Kevin Love : une cible réaliste ?

Que l’on aime ou pas le joueur, on ne peut nier que sa venue à Boston constituerait pour l’équipe un pas en avant sur la route du retour à la compétitivité. Le Cavalier Kevin Love dispose d’une option cet été, qu’il devrait logiquement lever pour pouvoir devenir agent libre. Mais sera-t-il intéressé par les Celtics ?

On peut en effet imaginer, comme Yahoo Sports l’a fait il y a peu, que la blessure que lui a causé Kelly Olynyk au premier tour des playoffs (ses premiers) aura mis un terme à cette possibilité dans l’esprit du All-Star. Ce n’est toutefois pas ce que rapporte David Aldridge, qui expliquait hier qu’on lui a bien fait comprendre que Love n’en voudra ni à Olynyk, ni aux Celtics sur le long terme. Selon les sources du reporter de NBA.com, Love aurait donc digéré le geste maladroit du canadien qui l’a contraint à être opéré de l’épaule, et les Celtics seraient à nouveau une équipe légitimement intéressante pour lui.

Une surprise ? Pas vraiment. Love et les Celtics partagent en effet bien plus qu’on peut le penser.

Pour commencer, la présence du sixième homme Isaiah Thomas sera assurément un atout pour le faire venir. En effet, les deux sont amis de longue date, jouaient tous deux dans la même équipe en amateur et dormaient souvent l’un chez l’autre, entre Portland et Seattle. Thomas saura, si nécessaire, lui vanter les mérites de la franchise, de son coach et de son staff.
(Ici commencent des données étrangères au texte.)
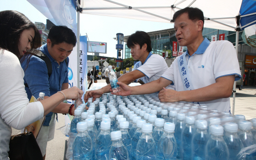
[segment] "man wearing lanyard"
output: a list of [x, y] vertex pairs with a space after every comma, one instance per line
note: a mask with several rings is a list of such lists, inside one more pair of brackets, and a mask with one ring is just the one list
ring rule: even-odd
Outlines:
[[[45, 94], [47, 99], [59, 91], [68, 88], [68, 56], [76, 45], [77, 38], [72, 30], [66, 26], [54, 26], [49, 31], [47, 44], [39, 49], [39, 55], [47, 56], [51, 64], [52, 73], [49, 75], [49, 64], [39, 57], [32, 55], [21, 61], [24, 70], [24, 80], [28, 98], [32, 95], [37, 98], [40, 92]], [[47, 66], [48, 65], [48, 66]], [[45, 120], [36, 140], [44, 159], [45, 159], [47, 142], [54, 138], [55, 114], [72, 113], [73, 105], [61, 103], [52, 112], [45, 116]], [[56, 115], [57, 115], [56, 114]]]
[[[118, 82], [129, 84], [140, 78], [144, 83], [147, 83], [159, 78], [168, 68], [162, 56], [152, 54], [151, 40], [146, 33], [137, 31], [129, 37], [127, 44], [131, 49], [133, 58], [139, 61], [136, 63], [138, 66], [136, 70], [122, 75], [118, 78]], [[100, 89], [86, 92], [84, 101], [87, 102], [89, 97], [93, 97], [95, 99], [103, 94], [110, 92], [110, 86], [108, 84]]]
[[[194, 102], [219, 112], [230, 111], [234, 81], [241, 78], [234, 46], [228, 41], [210, 42], [203, 38], [204, 15], [198, 8], [179, 10], [173, 20], [178, 42], [180, 46], [187, 46], [187, 51], [177, 57], [159, 79], [134, 87], [118, 83], [121, 92], [113, 94], [147, 94], [161, 90], [161, 102]], [[170, 84], [174, 90], [165, 88]]]

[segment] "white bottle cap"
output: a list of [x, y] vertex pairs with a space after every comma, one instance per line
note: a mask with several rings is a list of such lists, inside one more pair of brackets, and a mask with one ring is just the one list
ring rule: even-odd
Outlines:
[[100, 129], [110, 129], [110, 122], [109, 121], [102, 121], [100, 123]]
[[94, 120], [92, 119], [86, 119], [85, 121], [87, 122], [88, 127], [92, 127], [94, 126]]
[[170, 110], [169, 112], [169, 116], [177, 116], [177, 111], [176, 110]]
[[161, 110], [161, 113], [163, 115], [167, 115], [168, 114], [168, 110]]
[[173, 110], [178, 111], [179, 110], [180, 110], [180, 108], [178, 108], [178, 107], [173, 108]]
[[240, 121], [239, 122], [239, 129], [241, 130], [250, 130], [251, 129], [252, 124], [248, 121]]
[[149, 108], [152, 108], [152, 107], [154, 106], [152, 104], [149, 104]]
[[110, 118], [115, 117], [116, 116], [116, 114], [114, 112], [108, 112], [108, 115], [109, 115], [109, 117]]
[[190, 111], [188, 112], [188, 116], [195, 116], [196, 112]]
[[112, 66], [107, 66], [107, 68], [108, 68], [108, 70], [109, 70], [110, 72], [110, 71], [111, 71], [111, 70], [112, 70], [113, 69], [112, 68]]
[[195, 117], [194, 116], [187, 116], [186, 117], [186, 123], [190, 124], [195, 123]]
[[109, 116], [109, 115], [107, 114], [103, 114], [102, 116], [101, 116], [101, 118], [110, 118]]
[[121, 121], [119, 127], [122, 128], [128, 128], [129, 127], [129, 122], [128, 121]]
[[119, 124], [120, 123], [120, 122], [121, 121], [126, 121], [126, 118], [118, 118], [118, 123], [119, 123]]
[[74, 111], [74, 115], [75, 116], [79, 116], [79, 115], [81, 115], [81, 114], [82, 113], [82, 110], [75, 110], [75, 111]]
[[39, 93], [39, 97], [45, 97], [45, 93], [43, 92], [40, 92]]
[[157, 114], [157, 111], [156, 110], [152, 110], [150, 111], [150, 113], [153, 115], [156, 115]]
[[141, 131], [145, 133], [151, 133], [153, 129], [153, 126], [150, 123], [143, 124], [141, 126]]
[[78, 132], [86, 131], [88, 127], [87, 122], [86, 121], [80, 121], [77, 124], [77, 130]]
[[199, 129], [207, 129], [207, 121], [203, 120], [196, 121], [196, 127]]
[[201, 120], [207, 118], [207, 115], [205, 114], [199, 114], [197, 115], [197, 119]]
[[155, 114], [150, 114], [148, 116], [148, 120], [149, 121], [155, 122], [155, 120], [156, 118], [156, 115]]
[[162, 118], [157, 118], [155, 120], [155, 126], [158, 127], [163, 127], [164, 120]]
[[209, 126], [215, 124], [220, 124], [221, 121], [220, 118], [218, 117], [211, 117], [209, 119]]
[[88, 113], [88, 112], [82, 112], [81, 114], [81, 117], [82, 118], [87, 118], [87, 116], [88, 116], [89, 115], [89, 113]]
[[102, 114], [105, 114], [106, 113], [106, 110], [100, 109], [99, 112], [102, 113]]
[[143, 124], [146, 124], [146, 121], [144, 120], [138, 120], [136, 122], [136, 126], [139, 127], [141, 127]]
[[223, 127], [218, 124], [215, 124], [210, 127], [210, 132], [212, 135], [216, 136], [223, 135]]
[[96, 118], [101, 118], [102, 116], [102, 113], [101, 112], [95, 113], [95, 117]]
[[144, 118], [144, 119], [147, 120], [149, 118], [149, 115], [150, 114], [149, 113], [145, 113], [144, 114], [144, 116], [143, 116], [143, 117]]
[[168, 132], [174, 132], [175, 125], [171, 122], [165, 122], [164, 125], [164, 130]]
[[234, 122], [227, 122], [223, 126], [227, 132], [236, 132], [238, 131], [238, 125]]
[[140, 116], [134, 116], [133, 117], [133, 123], [136, 123], [137, 120], [141, 119]]
[[179, 120], [183, 120], [185, 119], [186, 115], [184, 113], [180, 113], [177, 114], [177, 119]]

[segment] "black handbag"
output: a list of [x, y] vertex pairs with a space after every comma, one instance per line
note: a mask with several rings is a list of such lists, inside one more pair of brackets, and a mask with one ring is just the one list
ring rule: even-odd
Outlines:
[[32, 132], [12, 136], [10, 140], [10, 160], [42, 160], [40, 148]]

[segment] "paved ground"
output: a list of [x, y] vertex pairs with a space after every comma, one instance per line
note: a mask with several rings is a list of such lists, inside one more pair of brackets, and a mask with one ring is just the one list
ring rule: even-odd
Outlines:
[[[105, 83], [105, 80], [100, 80], [98, 83]], [[236, 90], [235, 114], [242, 114], [247, 120], [256, 118], [256, 87], [245, 87], [242, 90]], [[233, 96], [230, 97], [230, 103], [233, 104]], [[232, 109], [232, 106], [231, 106]], [[58, 114], [59, 122], [56, 123], [56, 128], [65, 125], [64, 115]], [[13, 132], [15, 132], [14, 130]], [[55, 131], [54, 139], [48, 142], [46, 149], [46, 160], [64, 160], [65, 140], [68, 138], [60, 130]]]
Avec Brad Stevens et le noyau déjà en place, Boston a le plus à offrir à Love, qui pourrait gagner en ayant le premier rôle dans son équipe et en affichant des statistiques dignes de ses standards dans le Minnesota.

Ensuite, le fait que l’agent de Love, Jeff Schwartz, travaille du côté de Boston et a un historique concluant avec la franchise locale pourrait également jouer. Actuellement, il représente Paul Pierce ou encore Al Jefferson, qui ne rate jamais une occasion de dire du bien de l’équipe.

Imaginons que Love n’ait aucun intérêt particulier envers les Celtics. La présence de son agent pourrait alors devenir un facteur, puisque rayer la franchise du Massachusetts de sa liste serait une mauvaise affaire à la fois sportivement et financièrement. Boston n’a pas en effet de star du niveau de Love, et n’hésitera pas un instant à lui offrir le maximum tout en s’adaptant à ses préférences. Malgré sa blessure et peu importe sa destination, il est en effet peu probable que Love signe un contrat longue durée dès cet été avec l’explosion du salary cap à venir.

C’est donc une certitude, les Celtics et Danny Ainge seront parmi les prétendants cet été si Love décline son option. De son côté, le joueur semblait intrigué par l’équipe avant sa blessure, et cela semble donc toujours être le cas. Alors, si quand bien même le natif de Californie en voulait à Olynyk, n’oublions pas qu’il faudra de toute façon faire de la place au poste 4 pour lui…

Par Léo Hurlin, inspiré de l’article de About Sports « Rumor: Love « holds no long-lasting ill will » toward Olynyk & Celtics »

3 Comments on “Kevin Love : une cible réaliste ?”

  1. On a rien a perdre et tout a y gagner. Il est jeune, all star confirmé, parfait pour notre systeme avec son shoot fiable et ses rebonds. Meme au max, je le prend, tu as enfin une valeur sure dans l'effectif et son contrat deviendra celui d'un lieutenant avec l'augmentation du salary cap.
    Il faudrait juste lui trouver un excellent rim protecteur mais bon ainge a apparement envie de le trouver.